There was a finite-dimensional representation ${V}$ of ${L}$. For ${\lambda \in I^*}$, we set

$\displaystyle V_\lambda := \{ v \in V: Yv = \lambda(Y) v, \ \mathrm{all} \ Y \in I \}.$

We assumed ${V_\lambda \neq 0}$ for some ${\lambda}$ by the induction hypothesis. Then the following then completes the proof of Lie’s theorem, by the “fundamental calculation:”

Lemma 1 If ${V_\lambda \neq 0}$, then ${\lambda([L,I])=0}$.

Proof: Let ${X \in L}$ have an image in ${L/I}$ that generates ${L/I}$. We have to show ${\lambda([X,Y])=0}$ for any ${Y \in I}$.

So, fix ${v \in v_\lambda}$. Consider the subspaces

$\displaystyle W_i := \{ \mathrm{ \ span \ of \ } v, Xv, \dots, X^i v \} \subset V.$

Eventually, the ${W_i}$ have to stabliize, say at ${W := W_M}$. Computing the action of elements of ${I}$ on ${W}$ and taking the trace will give the lemma.
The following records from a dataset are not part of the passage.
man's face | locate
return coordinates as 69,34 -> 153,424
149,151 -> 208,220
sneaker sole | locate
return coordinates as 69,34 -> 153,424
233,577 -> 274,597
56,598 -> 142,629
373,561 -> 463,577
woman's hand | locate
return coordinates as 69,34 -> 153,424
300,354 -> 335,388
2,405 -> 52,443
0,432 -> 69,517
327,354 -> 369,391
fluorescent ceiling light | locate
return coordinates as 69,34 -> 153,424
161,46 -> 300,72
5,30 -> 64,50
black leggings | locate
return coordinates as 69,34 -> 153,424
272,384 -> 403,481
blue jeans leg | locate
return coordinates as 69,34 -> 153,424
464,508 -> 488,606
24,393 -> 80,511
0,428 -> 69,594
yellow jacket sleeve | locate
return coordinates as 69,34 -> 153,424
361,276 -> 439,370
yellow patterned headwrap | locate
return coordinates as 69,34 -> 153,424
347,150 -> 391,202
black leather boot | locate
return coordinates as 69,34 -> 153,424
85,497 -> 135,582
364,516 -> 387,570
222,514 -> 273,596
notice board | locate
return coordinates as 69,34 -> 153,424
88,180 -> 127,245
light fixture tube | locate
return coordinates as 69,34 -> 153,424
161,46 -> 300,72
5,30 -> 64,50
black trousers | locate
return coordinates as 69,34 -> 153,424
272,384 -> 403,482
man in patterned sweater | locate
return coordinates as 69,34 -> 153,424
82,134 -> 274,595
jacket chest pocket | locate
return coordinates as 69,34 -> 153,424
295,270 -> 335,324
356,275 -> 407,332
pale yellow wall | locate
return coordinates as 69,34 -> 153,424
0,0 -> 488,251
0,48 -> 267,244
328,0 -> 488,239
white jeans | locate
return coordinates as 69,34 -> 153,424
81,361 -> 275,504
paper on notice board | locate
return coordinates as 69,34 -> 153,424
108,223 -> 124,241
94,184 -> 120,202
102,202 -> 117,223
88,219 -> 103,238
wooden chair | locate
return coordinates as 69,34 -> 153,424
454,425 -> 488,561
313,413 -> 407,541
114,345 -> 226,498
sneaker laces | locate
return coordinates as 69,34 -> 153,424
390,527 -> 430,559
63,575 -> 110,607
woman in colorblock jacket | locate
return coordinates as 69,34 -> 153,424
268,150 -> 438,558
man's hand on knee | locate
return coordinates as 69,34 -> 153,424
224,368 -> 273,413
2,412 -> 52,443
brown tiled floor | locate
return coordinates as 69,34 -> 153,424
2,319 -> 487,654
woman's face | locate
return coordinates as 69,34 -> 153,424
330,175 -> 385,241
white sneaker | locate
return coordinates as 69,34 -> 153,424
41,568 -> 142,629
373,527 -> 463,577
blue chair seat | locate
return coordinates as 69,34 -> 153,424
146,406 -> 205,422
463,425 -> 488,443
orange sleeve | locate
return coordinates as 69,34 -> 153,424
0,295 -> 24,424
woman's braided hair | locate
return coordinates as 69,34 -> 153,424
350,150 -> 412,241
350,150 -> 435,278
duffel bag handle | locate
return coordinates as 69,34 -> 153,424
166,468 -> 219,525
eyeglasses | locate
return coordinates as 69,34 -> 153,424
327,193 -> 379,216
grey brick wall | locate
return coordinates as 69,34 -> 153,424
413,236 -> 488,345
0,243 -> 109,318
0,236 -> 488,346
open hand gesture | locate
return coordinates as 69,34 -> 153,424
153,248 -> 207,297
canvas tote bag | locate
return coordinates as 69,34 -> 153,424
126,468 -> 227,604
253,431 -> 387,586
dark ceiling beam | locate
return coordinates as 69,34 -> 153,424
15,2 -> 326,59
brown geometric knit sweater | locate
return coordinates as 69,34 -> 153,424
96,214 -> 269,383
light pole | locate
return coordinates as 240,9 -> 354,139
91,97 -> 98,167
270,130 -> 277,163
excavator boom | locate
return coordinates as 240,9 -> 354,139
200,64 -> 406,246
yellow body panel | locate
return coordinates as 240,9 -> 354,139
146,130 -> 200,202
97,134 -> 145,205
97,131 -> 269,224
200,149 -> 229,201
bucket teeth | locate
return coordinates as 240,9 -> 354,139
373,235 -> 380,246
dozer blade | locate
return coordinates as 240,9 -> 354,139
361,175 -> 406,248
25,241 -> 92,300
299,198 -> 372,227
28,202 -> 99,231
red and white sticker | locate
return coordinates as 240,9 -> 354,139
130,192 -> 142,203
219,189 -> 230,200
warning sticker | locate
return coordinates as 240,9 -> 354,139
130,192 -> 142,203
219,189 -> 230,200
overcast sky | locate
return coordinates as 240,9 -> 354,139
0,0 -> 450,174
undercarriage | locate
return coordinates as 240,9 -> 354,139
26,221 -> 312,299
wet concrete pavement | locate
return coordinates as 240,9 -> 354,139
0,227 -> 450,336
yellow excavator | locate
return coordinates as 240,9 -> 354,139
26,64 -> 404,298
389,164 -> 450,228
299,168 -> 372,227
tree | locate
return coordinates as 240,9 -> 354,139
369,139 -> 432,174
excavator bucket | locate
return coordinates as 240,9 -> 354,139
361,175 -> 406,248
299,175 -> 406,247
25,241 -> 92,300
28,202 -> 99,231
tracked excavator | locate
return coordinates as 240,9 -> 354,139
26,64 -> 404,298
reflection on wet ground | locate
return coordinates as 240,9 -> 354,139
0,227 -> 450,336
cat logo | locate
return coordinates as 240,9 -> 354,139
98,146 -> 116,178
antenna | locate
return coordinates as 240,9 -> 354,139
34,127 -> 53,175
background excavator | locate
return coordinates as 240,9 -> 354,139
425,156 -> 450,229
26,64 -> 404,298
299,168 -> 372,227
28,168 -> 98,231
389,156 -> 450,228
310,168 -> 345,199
I claim, first of all, that any ${Y \in L}$ stabilizes ${W_i}$. This follows by induction. When ${i=0}$, it’s the meaning of being an eigenvector. If it’s true for ${i-1}$, then by the inductive hypothesis and ${[Y,X] \in I}$:

$\displaystyle Y(X^iv) = XYX^{i-1}v + [Y,X] X^{i-1}v \in X(W_{i-1}) + W_{i-1} \subset W_i.\ \ \ \ \ (1)$

Thus, via the flag ${W_0 \subset W_1 \subset \dots \subset W_M}$, we can represent the action of ${I}$ as upper-triangular matrices. But we now want to know what the diagonal elements are.

I claim next these are just all the diagonal elements are just ${\lambda(Y)}$. More precisely, we have

$\displaystyle Y X^i v \equiv \lambda(Y) X^i v \quad mod \ W_{i-1}.$

This is checked by induction on ${i}$, as before; it’s true for ${i=0}$, and we use the same type of argument as in (1) to induct on ${i}$. So, we now know how elements of ${I}$ act on the filtration. In particular,

$\displaystyle Tr(Y_W) = (M+1) \lambda(Y).$

(Here ${Y_W}$ denotes the operator from the action of ${Y}$ on ${W}$.) If we replace ${Y}$ with ${[Y,X]}$, we get ${\lambda([Y,X]_W) = \frac{1}{M+1} Tr( [Y,X]) = 0}$ since the trace of a commutator is always zero.

Note that in the last step only, we used the hypothesis of characteristic zero. $\Box$

The proof of Lie’s theorem now is basically complete. Since the element ${X}$ generating ${L/I}$ stabilizes ${V_\lambda}$, we can find an eigenvector for ${X}$ since the field is algebraically closed, and this is what we wanted.

So we now have, incidentally, a classification of simple representations of a solvable Lie algebra- they’re just one-dimensional.  The case for semisimple Lie algebras is much more complicated and interesting.  That is the ultimate aim of this series of posts.